FT. HENRY, FLORIDA — David Berkeley is a 45-year-old who describes himself as “fiscally conservative and socially a little less moderate” and he has been a member of the Republican Party since he was 18 and his father set him down with a voter registration card and told him, “Son, only commies, gays, and lovers of commie gays vote Democrat,” and he hastily checked the “Republican” box on his form.
For the entire time he’s been able to vote, he’s been a Republican and he says that he’s never had any problem voting for any of them. “I really liked Bob Dole,” he told us, “and even when McCain chose Sarah Palin as his running mate, I still managed to vote for him because it was better than putting a Democrat in office.” However, he says that up until very recently he couldn’t figure out if he would be able to vote for Donald J. Trump, the billionaire former-reality TV star and current GOP front runner for the 2016 presidential nomination because even though he calls himself conservative, he still doesn’t believe in judging people based on their religious beliefs.

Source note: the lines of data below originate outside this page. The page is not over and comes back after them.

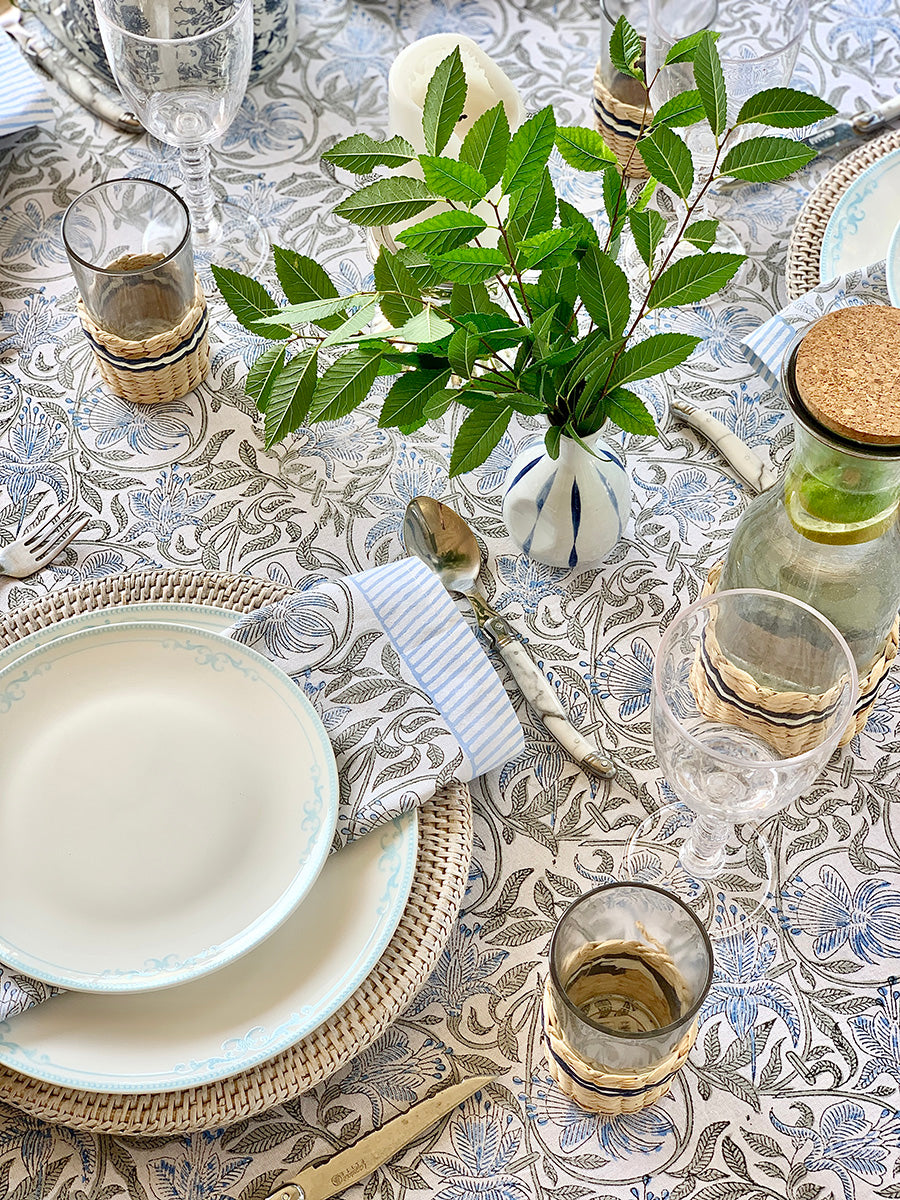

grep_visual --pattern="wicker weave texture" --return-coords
[78,280,209,404]
[786,130,900,300]
[0,570,472,1136]
[593,62,653,179]
[542,982,697,1116]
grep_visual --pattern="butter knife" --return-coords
[0,0,143,133]
[668,400,779,492]
[266,1075,493,1200]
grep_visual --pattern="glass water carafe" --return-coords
[719,352,900,677]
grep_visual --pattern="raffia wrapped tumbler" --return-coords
[62,179,209,404]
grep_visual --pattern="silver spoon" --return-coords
[403,496,616,779]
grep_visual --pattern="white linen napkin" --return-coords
[0,34,54,138]
[742,260,890,389]
[0,558,524,1020]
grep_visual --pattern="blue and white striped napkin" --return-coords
[0,30,54,138]
[0,558,524,1021]
[742,262,890,389]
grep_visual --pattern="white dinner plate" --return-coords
[818,150,900,283]
[0,623,337,992]
[0,604,418,1093]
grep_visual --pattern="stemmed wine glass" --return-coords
[631,589,858,912]
[95,0,269,274]
[647,0,809,253]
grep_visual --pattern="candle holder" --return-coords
[542,883,713,1115]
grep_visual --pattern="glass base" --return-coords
[618,803,775,923]
[193,200,270,294]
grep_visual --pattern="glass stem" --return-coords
[181,144,216,245]
[679,815,733,880]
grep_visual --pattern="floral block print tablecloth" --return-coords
[0,0,900,1200]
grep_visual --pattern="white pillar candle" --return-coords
[388,34,526,158]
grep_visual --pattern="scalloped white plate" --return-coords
[0,623,337,992]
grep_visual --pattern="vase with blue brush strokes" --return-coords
[503,433,631,569]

“I was raised by my parents and taught in school to respect the separation of church and state because it was a rather ingenious bit of legislation that had managed to keep America from erupting into a full blown holy war for over 200 years,” Berkeley told our interviewer, “so Trump’s anti-Islamic rhetoric really turned me off, even as a Republican.
“I was really not sure what I was going to do. I didn’t necessarily want to vote for Donald Trump, but years of listening to Rush Limbaugh and Fox News hosts has taught me that voting for a Democrat is the worst thing you can do for America, even one that is pretty hawkish, very pro-big business, and ultimately what a Republican looked like 50 years ago. So I figured any Republican — even Donald Trump — is better than someone whose only real transgression is that they’re a Democrat.”
Mr. Berkeley told our reporter that he plans to “hold [his] nose and pull the lever for Trump” if he’s the nominee. “I mean, I’m not Muslim. I’m not Mexican. I’m not LGBT,” he says he realized about himself, and that he’d “maybe feel bad for those groups if Trump was elected,” but that he would “really just be happy it wasn’t a Democrat.” He said keeping a Democrat out of the White House, as a Republican, “is far more important than keeping a fascist, b-level talent jerk out.”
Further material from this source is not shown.